For questions like:
Dion has an 82.5% chance (0.825 chance) of making a free-throw shot, Dion shoots 4 times, what is the probability of Dion missing at least one free-throw shot?
It is generally accepted that we can calculate P(Dion misses at least one shot) by finding the reciprocal of P(Dion makes all 4 shots), or
P(Misses at least 1) = 1 – P(Makes all shots)

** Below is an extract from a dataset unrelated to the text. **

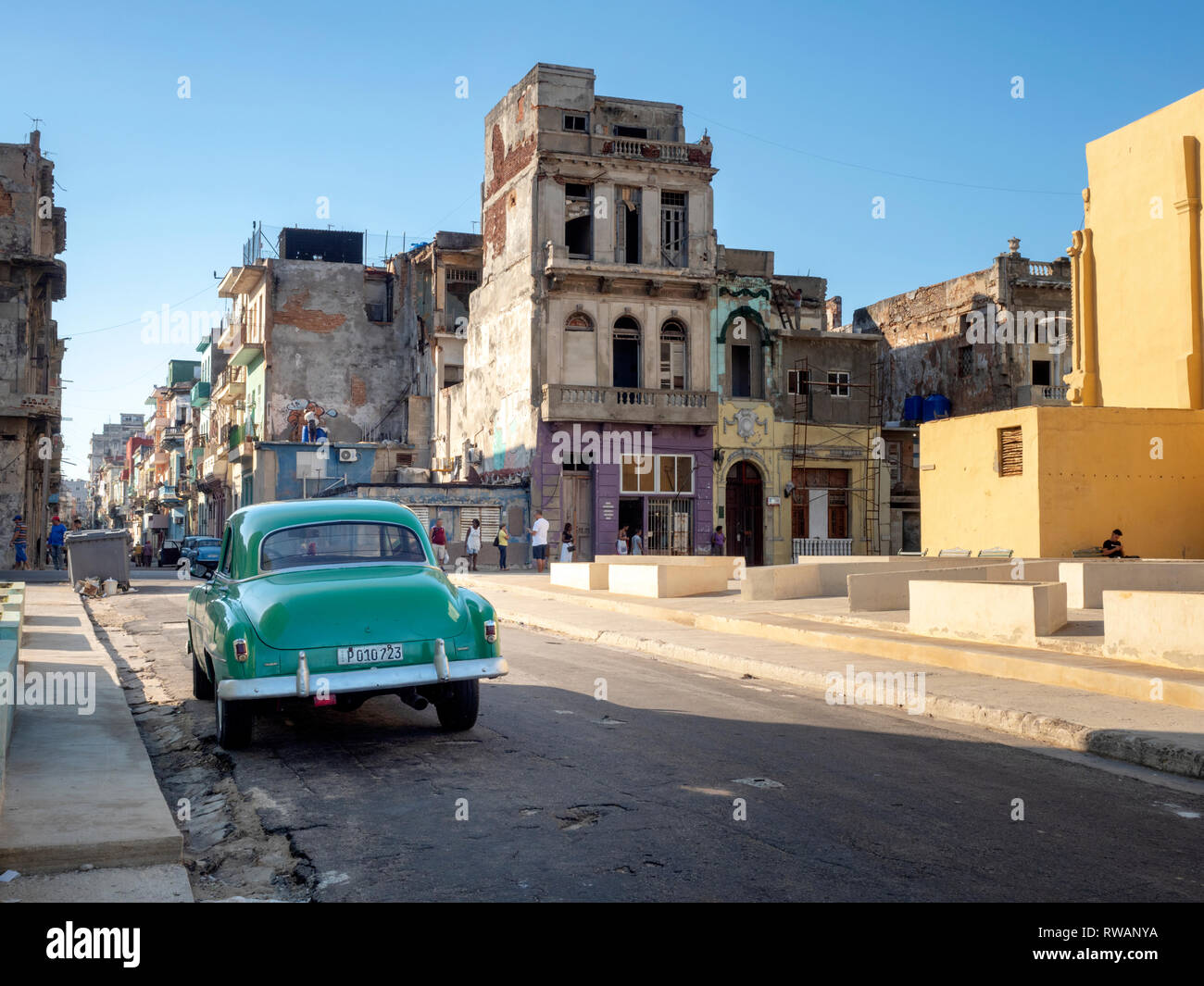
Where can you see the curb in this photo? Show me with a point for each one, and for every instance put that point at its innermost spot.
(1115, 744)
(1120, 680)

But why is this so? Is there a mathematical proof for this that I can look up to know why this works– why "Makes all shots" and "Misses at least one" are complementary?
Best Answer
Let $A$ be the event 'no misses'. Then $A^c$ is the event 'there is at least one miss'
Recall that a probability measure $\mathbb{P}$ on a space $(\Omega, \mathcal{F})$ satisfies the following two properties:
(1) $\mathbb{P}(\Omega) = 1$
(2) $A , B \in \mathcal{F}, A \cap B = \emptyset \implies \mathbb{P}(A \cup B) = \mathbb{P}(A) + \mathbb{P}(B)$
Thus, using these properties
$$1= \mathbb{P}(\Omega)= \mathbb{P}(A \cup A^c) = \mathbb{P}(A) + \mathbb{P}(A^c)$$ $$\implies \mathbb{P}(\text{at least one miss}) = \mathbb{P}(A^c) = 1- \mathbb{P}(A) = 1- \mathbb{P}(\text{no misses})$$